Beri Kesaksian di Persidangan, Mantan Ketua PN Medan Ungkap Pernah Terima Kamar Hotel
Marsudi mengungkapkan pernah menerima fasilitas kamar di Hotel JW Marriot, Medan, Sumatera Utara, dari Hadi Setiawan.
Penulis: Glery Lazuardi
Editor: Johnson Simanjuntak
TRIBUNNEWS.COM, JAKARTA - Majelis Hakim Pengadilan Tindak Pidana Korupsi Jakarta menggelar sidang kasus korupsi atas terdakwa yakni Tamin Sukardi dan Hadi Setiawan.
Pada Kamis (17/1/2019) ini, agenda sidang mendengarkan keterangan saksi.
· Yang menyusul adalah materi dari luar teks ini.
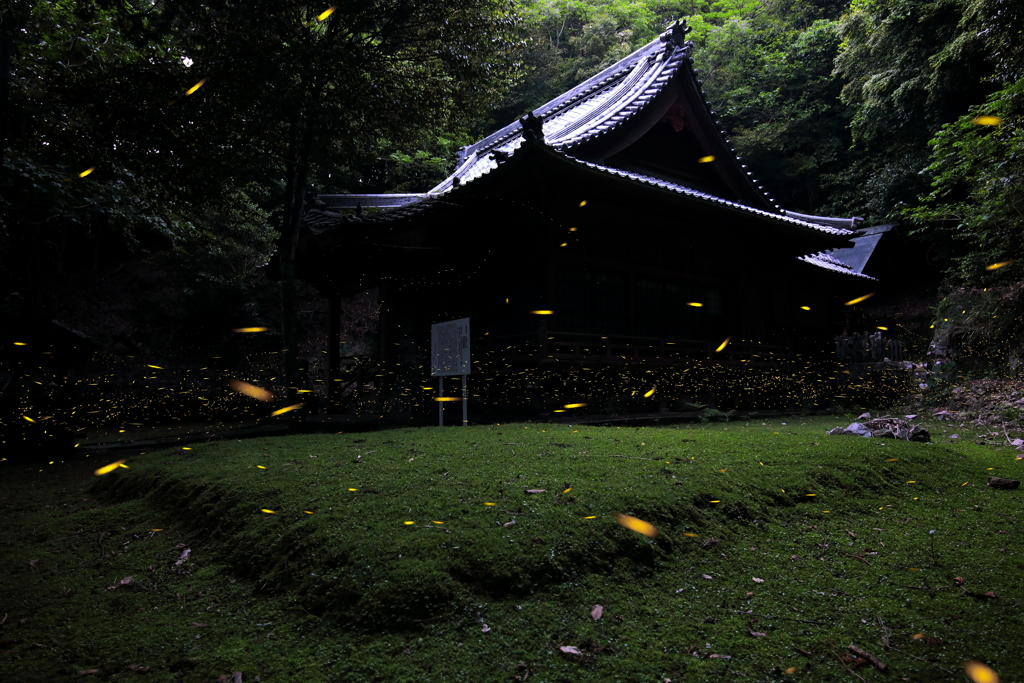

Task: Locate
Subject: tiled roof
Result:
[799,250,876,280]
[570,157,854,234]
[825,224,894,272]
[430,24,692,194]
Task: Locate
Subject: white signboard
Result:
[430,317,470,377]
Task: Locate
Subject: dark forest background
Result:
[0,0,1024,432]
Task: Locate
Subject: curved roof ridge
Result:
[565,155,853,236]
[782,211,864,230]
[429,20,692,194]
[551,46,689,150]
[797,252,878,280]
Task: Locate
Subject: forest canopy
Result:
[0,0,1024,368]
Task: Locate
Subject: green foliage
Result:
[932,282,1024,379]
[904,80,1024,287]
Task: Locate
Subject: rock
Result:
[906,425,932,443]
[846,422,871,438]
[825,418,932,443]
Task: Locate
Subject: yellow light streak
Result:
[226,380,273,401]
[615,512,657,539]
[964,661,999,683]
[270,403,305,416]
[93,460,124,476]
[843,292,878,306]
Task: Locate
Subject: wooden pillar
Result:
[327,294,341,413]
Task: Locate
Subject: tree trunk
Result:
[281,113,313,420]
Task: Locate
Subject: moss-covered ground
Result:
[0,417,1024,683]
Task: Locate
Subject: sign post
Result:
[430,317,471,427]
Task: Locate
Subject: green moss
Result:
[0,418,1024,683]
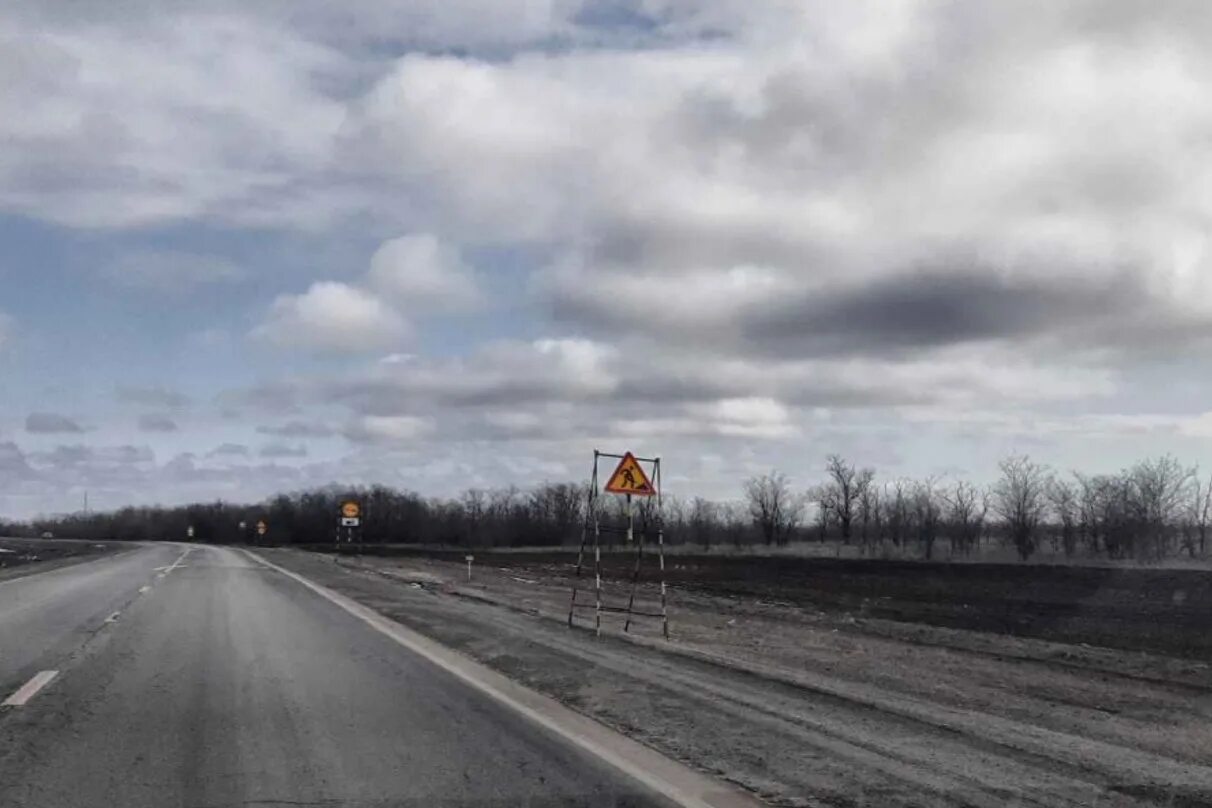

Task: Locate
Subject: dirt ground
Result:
[260,550,1212,806]
[0,538,126,580]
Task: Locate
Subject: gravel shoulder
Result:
[258,549,1212,806]
[0,538,127,581]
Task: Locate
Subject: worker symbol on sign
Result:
[606,452,657,497]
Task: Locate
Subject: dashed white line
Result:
[0,671,59,707]
[161,548,194,575]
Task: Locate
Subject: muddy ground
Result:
[303,546,1212,660]
[269,550,1212,806]
[0,538,127,580]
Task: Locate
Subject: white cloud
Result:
[103,250,244,294]
[0,12,348,228]
[25,412,84,435]
[367,234,480,315]
[253,281,408,353]
[345,416,433,443]
[138,414,179,432]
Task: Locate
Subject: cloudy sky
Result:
[0,0,1212,516]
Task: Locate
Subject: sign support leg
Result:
[623,533,645,631]
[568,449,598,629]
[652,458,669,640]
[594,521,602,637]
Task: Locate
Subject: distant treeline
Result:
[9,455,1212,560]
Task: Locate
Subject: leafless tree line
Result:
[4,455,1212,560]
[722,455,1212,560]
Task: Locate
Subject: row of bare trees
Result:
[6,455,1212,560]
[745,455,1212,560]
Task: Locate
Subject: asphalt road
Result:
[0,545,683,808]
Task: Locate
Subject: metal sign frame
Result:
[568,449,669,640]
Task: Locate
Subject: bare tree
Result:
[1047,476,1079,558]
[716,502,749,549]
[686,497,719,550]
[1190,476,1212,556]
[462,488,488,546]
[884,480,909,548]
[1130,454,1195,558]
[745,471,804,545]
[993,454,1048,561]
[944,481,989,556]
[810,454,875,544]
[858,482,884,555]
[911,477,942,561]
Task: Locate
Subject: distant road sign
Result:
[606,452,657,497]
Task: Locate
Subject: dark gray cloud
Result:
[259,443,307,458]
[114,385,190,409]
[257,420,336,437]
[206,443,248,458]
[0,441,38,486]
[741,267,1166,356]
[138,414,179,432]
[28,443,155,474]
[25,412,84,435]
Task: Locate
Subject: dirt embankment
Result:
[298,546,1212,660]
[0,538,130,580]
[263,550,1212,806]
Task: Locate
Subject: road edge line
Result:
[0,671,59,707]
[241,548,761,808]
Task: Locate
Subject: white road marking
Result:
[0,671,59,707]
[244,550,760,808]
[164,548,194,575]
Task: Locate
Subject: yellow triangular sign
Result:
[606,452,657,497]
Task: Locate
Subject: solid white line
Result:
[0,671,59,707]
[244,550,760,808]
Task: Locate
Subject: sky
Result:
[0,0,1212,517]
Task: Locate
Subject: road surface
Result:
[0,545,688,808]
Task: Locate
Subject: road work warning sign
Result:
[606,452,657,497]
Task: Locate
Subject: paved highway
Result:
[0,545,693,808]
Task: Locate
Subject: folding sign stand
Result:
[568,449,669,640]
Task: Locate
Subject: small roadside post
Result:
[337,499,362,554]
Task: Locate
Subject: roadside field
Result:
[263,550,1212,806]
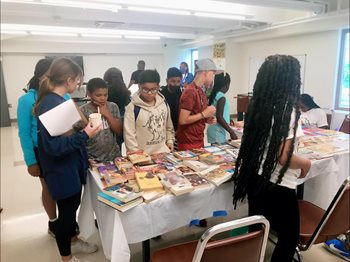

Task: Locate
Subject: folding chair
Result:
[297,178,350,261]
[151,216,270,262]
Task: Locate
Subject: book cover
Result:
[200,168,232,186]
[128,152,152,165]
[102,184,142,203]
[204,146,221,153]
[173,150,198,160]
[183,160,209,172]
[184,173,210,188]
[135,172,163,190]
[159,171,194,196]
[114,157,133,168]
[199,154,224,165]
[97,192,143,212]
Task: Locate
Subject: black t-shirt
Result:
[130,70,144,84]
[160,86,181,131]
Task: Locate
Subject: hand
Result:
[202,106,216,118]
[230,131,238,140]
[27,164,40,177]
[166,143,174,152]
[207,116,217,126]
[84,122,102,138]
[94,102,111,118]
[299,160,311,178]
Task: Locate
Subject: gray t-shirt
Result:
[80,102,121,162]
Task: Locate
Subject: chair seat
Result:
[151,241,198,262]
[299,200,325,245]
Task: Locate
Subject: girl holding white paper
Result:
[34,58,101,262]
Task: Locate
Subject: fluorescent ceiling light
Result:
[1,24,166,37]
[80,34,122,38]
[1,30,28,35]
[124,35,160,40]
[42,0,122,12]
[194,12,246,20]
[128,6,191,15]
[30,31,78,36]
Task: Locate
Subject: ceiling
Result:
[1,0,349,44]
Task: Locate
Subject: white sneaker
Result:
[70,239,98,254]
[61,256,83,262]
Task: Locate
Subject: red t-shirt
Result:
[176,82,208,145]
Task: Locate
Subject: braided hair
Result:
[233,55,300,207]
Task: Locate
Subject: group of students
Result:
[17,55,340,261]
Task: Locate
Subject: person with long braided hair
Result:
[233,55,311,262]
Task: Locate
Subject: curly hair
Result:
[233,55,300,207]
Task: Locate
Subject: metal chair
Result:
[297,178,350,261]
[151,216,270,262]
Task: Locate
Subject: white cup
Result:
[89,113,102,127]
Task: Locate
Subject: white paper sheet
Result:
[39,99,81,136]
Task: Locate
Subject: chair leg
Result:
[293,247,303,262]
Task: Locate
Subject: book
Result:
[183,160,209,172]
[184,173,210,188]
[228,139,242,148]
[142,189,166,204]
[102,184,142,203]
[173,150,198,160]
[135,171,163,191]
[165,153,182,166]
[114,157,133,168]
[199,153,224,165]
[158,171,194,196]
[97,192,143,212]
[97,164,126,187]
[200,167,232,186]
[204,146,222,153]
[128,152,152,165]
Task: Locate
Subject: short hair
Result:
[139,69,160,85]
[166,67,182,79]
[86,77,108,93]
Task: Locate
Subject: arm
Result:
[95,103,123,135]
[216,97,237,140]
[124,103,140,152]
[278,139,311,178]
[166,105,175,151]
[17,96,37,166]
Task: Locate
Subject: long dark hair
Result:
[300,94,320,109]
[34,57,83,115]
[209,73,231,105]
[27,58,53,90]
[103,67,131,115]
[233,55,300,206]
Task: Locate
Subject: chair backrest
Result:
[305,178,350,249]
[339,115,350,134]
[192,216,270,262]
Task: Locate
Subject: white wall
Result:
[2,41,191,119]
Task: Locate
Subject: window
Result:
[191,49,198,74]
[335,28,350,111]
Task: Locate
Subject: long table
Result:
[78,171,239,262]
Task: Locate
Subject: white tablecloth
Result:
[79,171,238,262]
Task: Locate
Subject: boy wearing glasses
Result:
[124,70,174,154]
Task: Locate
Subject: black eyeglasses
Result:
[141,88,159,95]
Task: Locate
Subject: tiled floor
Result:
[0,125,342,262]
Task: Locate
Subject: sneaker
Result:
[324,239,350,261]
[71,239,98,254]
[62,256,87,262]
[47,220,57,238]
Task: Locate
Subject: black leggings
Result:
[55,191,81,256]
[248,176,300,262]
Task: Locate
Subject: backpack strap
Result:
[134,105,141,122]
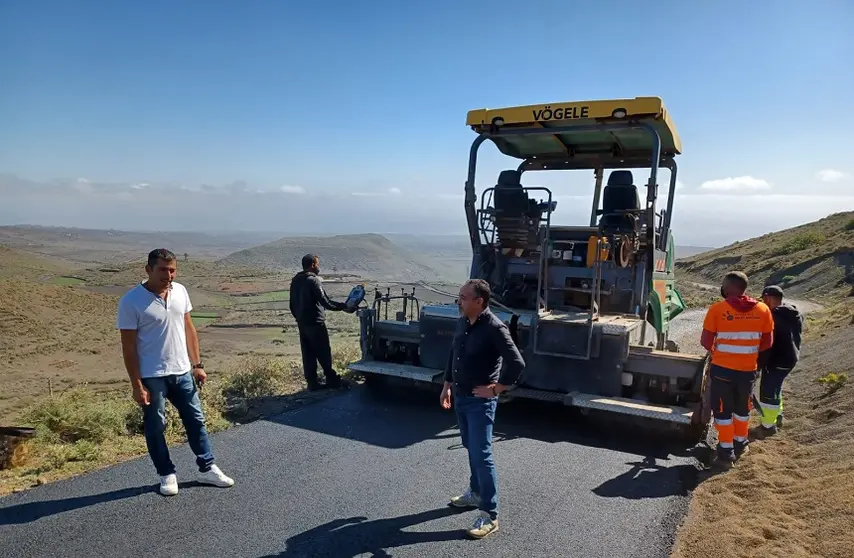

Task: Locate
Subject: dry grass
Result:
[0,345,359,495]
[673,300,854,558]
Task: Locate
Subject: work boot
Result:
[718,444,736,467]
[466,511,498,539]
[449,488,480,508]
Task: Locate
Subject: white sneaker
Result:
[197,465,234,488]
[450,488,480,508]
[160,473,178,496]
[466,511,498,539]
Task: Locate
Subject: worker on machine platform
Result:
[289,254,356,391]
[754,285,804,439]
[700,271,774,465]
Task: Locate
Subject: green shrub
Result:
[222,355,294,399]
[26,387,127,443]
[817,372,848,393]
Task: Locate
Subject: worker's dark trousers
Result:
[298,324,339,387]
[709,364,756,449]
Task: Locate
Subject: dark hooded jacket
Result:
[289,271,347,326]
[759,304,804,369]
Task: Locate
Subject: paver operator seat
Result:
[494,170,557,254]
[599,170,640,235]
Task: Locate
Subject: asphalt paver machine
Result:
[351,97,711,438]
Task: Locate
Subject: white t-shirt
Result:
[116,281,193,378]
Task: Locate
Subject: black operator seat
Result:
[494,170,529,218]
[599,170,640,230]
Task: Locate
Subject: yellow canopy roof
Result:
[466,97,682,164]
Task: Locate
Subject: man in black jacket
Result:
[439,279,525,539]
[754,285,804,439]
[290,254,355,391]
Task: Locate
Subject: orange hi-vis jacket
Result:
[703,296,774,372]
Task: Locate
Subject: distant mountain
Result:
[0,225,278,264]
[674,246,714,260]
[219,234,447,281]
[676,212,854,299]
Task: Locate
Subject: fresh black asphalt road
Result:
[0,388,695,558]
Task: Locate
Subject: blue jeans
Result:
[454,393,498,519]
[142,372,213,476]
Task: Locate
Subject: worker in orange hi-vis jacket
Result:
[700,271,774,465]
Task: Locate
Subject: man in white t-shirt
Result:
[116,248,234,496]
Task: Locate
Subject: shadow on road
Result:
[272,384,704,459]
[264,507,463,558]
[265,386,456,449]
[0,481,200,525]
[593,457,698,500]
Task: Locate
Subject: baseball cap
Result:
[762,285,783,298]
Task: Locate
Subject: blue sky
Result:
[0,0,854,244]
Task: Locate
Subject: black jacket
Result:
[759,304,804,369]
[289,271,347,326]
[445,308,525,395]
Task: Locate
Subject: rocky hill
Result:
[217,234,452,281]
[676,212,854,300]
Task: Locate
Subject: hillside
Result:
[217,234,452,281]
[676,212,854,300]
[0,225,276,265]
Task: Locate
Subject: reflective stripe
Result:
[715,344,759,355]
[717,331,762,341]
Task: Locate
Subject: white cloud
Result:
[816,169,848,182]
[700,176,771,192]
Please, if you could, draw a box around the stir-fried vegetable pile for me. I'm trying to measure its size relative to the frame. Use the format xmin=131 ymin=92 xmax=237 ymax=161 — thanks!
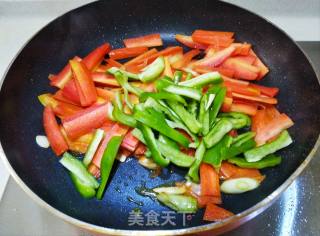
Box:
xmin=39 ymin=30 xmax=293 ymax=221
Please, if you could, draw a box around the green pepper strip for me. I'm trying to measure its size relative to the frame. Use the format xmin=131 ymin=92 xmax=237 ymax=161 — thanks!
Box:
xmin=244 ymin=130 xmax=292 ymax=162
xmin=69 ymin=172 xmax=96 ymax=199
xmin=198 ymin=94 xmax=210 ymax=135
xmin=187 ymin=100 xmax=199 ymax=118
xmin=173 ymin=70 xmax=182 ymax=84
xmin=114 ymin=71 xmax=144 ymax=96
xmin=203 ymin=135 xmax=232 ymax=168
xmin=158 ymin=134 xmax=179 ymax=150
xmin=139 ymin=91 xmax=187 ymax=105
xmin=167 ymin=101 xmax=201 ymax=134
xmin=133 ymin=106 xmax=190 ymax=147
xmin=232 ymin=131 xmax=256 ymax=147
xmin=60 ymin=152 xmax=99 ymax=188
xmin=96 ymin=136 xmax=123 ymax=200
xmin=82 ymin=129 xmax=104 ymax=166
xmin=115 ymin=91 xmax=123 ymax=111
xmin=139 ymin=57 xmax=165 ymax=82
xmin=156 ymin=79 xmax=202 ymax=101
xmin=108 ymin=67 xmax=139 ymax=80
xmin=188 ymin=142 xmax=206 ymax=183
xmin=185 ymin=72 xmax=192 ymax=81
xmin=179 ymin=72 xmax=222 ymax=88
xmin=228 ymin=154 xmax=281 ymax=169
xmin=203 ymin=119 xmax=233 ymax=148
xmin=157 ymin=193 xmax=198 ymax=213
xmin=157 ymin=141 xmax=194 ymax=167
xmin=223 ymin=138 xmax=256 ymax=160
xmin=208 ymin=87 xmax=227 ymax=127
xmin=112 ymin=101 xmax=137 ymax=128
xmin=138 ymin=122 xmax=170 ymax=167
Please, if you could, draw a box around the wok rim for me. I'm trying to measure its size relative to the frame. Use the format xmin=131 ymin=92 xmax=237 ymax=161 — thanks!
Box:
xmin=0 ymin=1 xmax=320 ymax=236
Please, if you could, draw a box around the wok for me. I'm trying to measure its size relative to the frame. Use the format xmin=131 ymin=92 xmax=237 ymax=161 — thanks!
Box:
xmin=0 ymin=0 xmax=320 ymax=235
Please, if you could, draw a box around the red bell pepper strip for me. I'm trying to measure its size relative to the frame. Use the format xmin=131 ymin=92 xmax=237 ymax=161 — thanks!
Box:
xmin=175 ymin=34 xmax=208 ymax=49
xmin=251 ymin=106 xmax=293 ymax=145
xmin=223 ymin=81 xmax=260 ymax=96
xmin=91 ymin=72 xmax=120 ymax=87
xmin=232 ymin=92 xmax=278 ymax=104
xmin=197 ymin=196 xmax=222 ymax=208
xmin=219 ymin=161 xmax=264 ymax=181
xmin=222 ymin=58 xmax=260 ymax=80
xmin=92 ymin=124 xmax=129 ymax=168
xmin=250 ymin=84 xmax=279 ymax=97
xmin=61 ymin=79 xmax=81 ymax=105
xmin=69 ymin=60 xmax=97 ymax=106
xmin=50 ymin=56 xmax=81 ymax=88
xmin=230 ymin=102 xmax=258 ymax=116
xmin=62 ymin=104 xmax=108 ymax=139
xmin=200 ymin=163 xmax=221 ymax=197
xmin=231 ymin=43 xmax=251 ymax=56
xmin=83 ymin=43 xmax=111 ymax=71
xmin=172 ymin=49 xmax=200 ymax=69
xmin=121 ymin=131 xmax=139 ymax=152
xmin=249 ymin=49 xmax=269 ymax=80
xmin=162 ymin=57 xmax=173 ymax=78
xmin=109 ymin=47 xmax=148 ymax=60
xmin=140 ymin=46 xmax=183 ymax=64
xmin=123 ymin=34 xmax=163 ymax=48
xmin=106 ymin=58 xmax=123 ymax=68
xmin=124 ymin=48 xmax=158 ymax=68
xmin=194 ymin=46 xmax=236 ymax=68
xmin=43 ymin=106 xmax=68 ymax=156
xmin=233 ymin=55 xmax=257 ymax=65
xmin=203 ymin=202 xmax=233 ymax=221
xmin=97 ymin=88 xmax=115 ymax=101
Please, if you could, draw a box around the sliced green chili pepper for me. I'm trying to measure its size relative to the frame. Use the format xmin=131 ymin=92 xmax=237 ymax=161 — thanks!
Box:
xmin=179 ymin=72 xmax=222 ymax=87
xmin=167 ymin=101 xmax=201 ymax=134
xmin=138 ymin=122 xmax=170 ymax=167
xmin=188 ymin=142 xmax=206 ymax=183
xmin=60 ymin=152 xmax=99 ymax=188
xmin=83 ymin=129 xmax=104 ymax=166
xmin=123 ymin=88 xmax=133 ymax=111
xmin=173 ymin=70 xmax=182 ymax=84
xmin=108 ymin=67 xmax=139 ymax=80
xmin=244 ymin=130 xmax=292 ymax=162
xmin=156 ymin=79 xmax=202 ymax=101
xmin=209 ymin=87 xmax=227 ymax=127
xmin=96 ymin=136 xmax=123 ymax=200
xmin=228 ymin=154 xmax=281 ymax=169
xmin=166 ymin=119 xmax=199 ymax=148
xmin=112 ymin=101 xmax=137 ymax=127
xmin=203 ymin=119 xmax=233 ymax=148
xmin=69 ymin=172 xmax=96 ymax=199
xmin=114 ymin=71 xmax=144 ymax=96
xmin=157 ymin=193 xmax=198 ymax=213
xmin=185 ymin=72 xmax=192 ymax=81
xmin=219 ymin=112 xmax=251 ymax=129
xmin=203 ymin=135 xmax=232 ymax=168
xmin=133 ymin=106 xmax=190 ymax=147
xmin=232 ymin=131 xmax=256 ymax=147
xmin=223 ymin=138 xmax=256 ymax=160
xmin=139 ymin=91 xmax=187 ymax=105
xmin=158 ymin=134 xmax=179 ymax=150
xmin=139 ymin=57 xmax=165 ymax=82
xmin=187 ymin=100 xmax=199 ymax=118
xmin=157 ymin=141 xmax=194 ymax=167
xmin=115 ymin=91 xmax=123 ymax=111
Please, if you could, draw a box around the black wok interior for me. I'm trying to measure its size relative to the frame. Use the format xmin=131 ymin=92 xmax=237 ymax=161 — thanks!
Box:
xmin=0 ymin=0 xmax=320 ymax=230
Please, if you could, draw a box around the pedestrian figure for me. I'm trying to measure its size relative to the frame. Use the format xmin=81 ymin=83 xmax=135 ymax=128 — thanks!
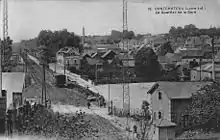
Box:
xmin=7 ymin=110 xmax=13 ymax=136
xmin=87 ymin=101 xmax=91 ymax=109
xmin=103 ymin=101 xmax=106 ymax=108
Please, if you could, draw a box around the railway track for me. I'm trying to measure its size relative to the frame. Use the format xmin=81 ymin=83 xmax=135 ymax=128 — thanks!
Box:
xmin=23 ymin=53 xmax=87 ymax=106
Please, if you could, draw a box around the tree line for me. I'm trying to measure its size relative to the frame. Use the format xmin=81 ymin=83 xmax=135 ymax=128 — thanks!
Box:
xmin=36 ymin=29 xmax=83 ymax=57
xmin=169 ymin=24 xmax=220 ymax=38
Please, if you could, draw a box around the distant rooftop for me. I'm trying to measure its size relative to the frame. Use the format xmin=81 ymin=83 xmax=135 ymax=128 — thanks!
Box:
xmin=157 ymin=82 xmax=211 ymax=99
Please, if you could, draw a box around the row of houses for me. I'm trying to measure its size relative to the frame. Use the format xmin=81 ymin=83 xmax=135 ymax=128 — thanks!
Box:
xmin=147 ymin=82 xmax=211 ymax=140
xmin=56 ymin=47 xmax=134 ymax=72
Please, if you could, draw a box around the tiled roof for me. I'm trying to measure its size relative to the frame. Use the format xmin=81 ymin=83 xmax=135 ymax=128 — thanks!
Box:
xmin=153 ymin=119 xmax=176 ymax=127
xmin=101 ymin=50 xmax=116 ymax=58
xmin=96 ymin=82 xmax=156 ymax=109
xmin=96 ymin=44 xmax=120 ymax=49
xmin=158 ymin=53 xmax=181 ymax=64
xmin=180 ymin=49 xmax=204 ymax=58
xmin=157 ymin=82 xmax=210 ymax=99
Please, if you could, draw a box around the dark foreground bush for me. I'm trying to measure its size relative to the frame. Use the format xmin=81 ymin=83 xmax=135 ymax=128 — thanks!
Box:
xmin=16 ymin=106 xmax=96 ymax=140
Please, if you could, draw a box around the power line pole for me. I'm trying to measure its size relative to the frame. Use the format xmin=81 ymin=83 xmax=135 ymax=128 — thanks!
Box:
xmin=95 ymin=62 xmax=98 ymax=84
xmin=122 ymin=0 xmax=130 ymax=136
xmin=108 ymin=74 xmax=112 ymax=113
xmin=212 ymin=36 xmax=215 ymax=81
xmin=63 ymin=55 xmax=66 ymax=75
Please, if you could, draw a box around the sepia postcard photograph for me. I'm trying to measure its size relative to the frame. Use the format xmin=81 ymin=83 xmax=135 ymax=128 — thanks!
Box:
xmin=0 ymin=0 xmax=220 ymax=140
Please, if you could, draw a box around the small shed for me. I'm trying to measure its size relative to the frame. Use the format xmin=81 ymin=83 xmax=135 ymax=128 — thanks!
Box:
xmin=153 ymin=119 xmax=176 ymax=140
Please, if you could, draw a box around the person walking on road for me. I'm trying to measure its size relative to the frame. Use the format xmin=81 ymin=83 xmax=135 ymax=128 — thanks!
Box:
xmin=7 ymin=110 xmax=13 ymax=136
xmin=87 ymin=100 xmax=91 ymax=109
Salah satu diantaranya, yaitu Mantan Ketua Pengadilan Negeri Medan, Marsudi Nainggolan.
Di persidangan Pengadilan Tindak Pidana Korupsi Jakarta, Marsudi mengungkapkan pernah menerima fasilitas kamar di Hotel JW Marriot, Medan, Sumatera Utara, dari Hadi Setiawan.
Setelah mendapatkan fasilitas kamar, Marsudi menggunakan untuk memberi bimbingan kepada seorang mahasiswi.
"Ada mahasiswi S3, mau buat disertasi masalah jaminan investasi pariwisata dan terkait bisnis. Jadi memang bukan masalah pidana," tutur Marsudi, di Pengadilan Tindak Pidana Korupsi Jakarta, Kamis (17/1/2019).
Marsudi menjelaskan hubungan dengan Hadi. Menurut dia, Hadi merupakan kawan lama menghubungi dan mengatakan sedang berada di Medan. Hadi meminta waktu bertemu di hotel.
Lalu, Hadi menceritakan temannya yang bernama Tamin Sukardi sedang menghadapi masalah hukum sebagai terdakwa. Perkara Tamin ditangani di Pengadilan Tipikor di PN Medan.
Di kesempatan itu, Hadi mengadu Tamin tidak seharusnya dituntut secara pidana. Hadi meminta Marsudi berbicara kepada majelis hakim yang menangani perkara Tamin
Setelah pembicaraan, kata dia, Hadi menawarkan kamar hotel, tetapi ditolak, karena masih ada keperluan di rumah. Marsudi sempat pulang ke rumah dan kembali ke hotel.
Dihadapan Jaksa Penuntut Umum (JPU) pada KPK, Marsudi menjelaskan sudah ada janji dengan mahasiswi pascasarjana. Marsudi menggunakan kamar hotel untuk memberikan bimbingan kepada mahasiswi pada malam hari.
Menurut Marsudi, dia baru meninggalkan kamar hotel pada tengah malam.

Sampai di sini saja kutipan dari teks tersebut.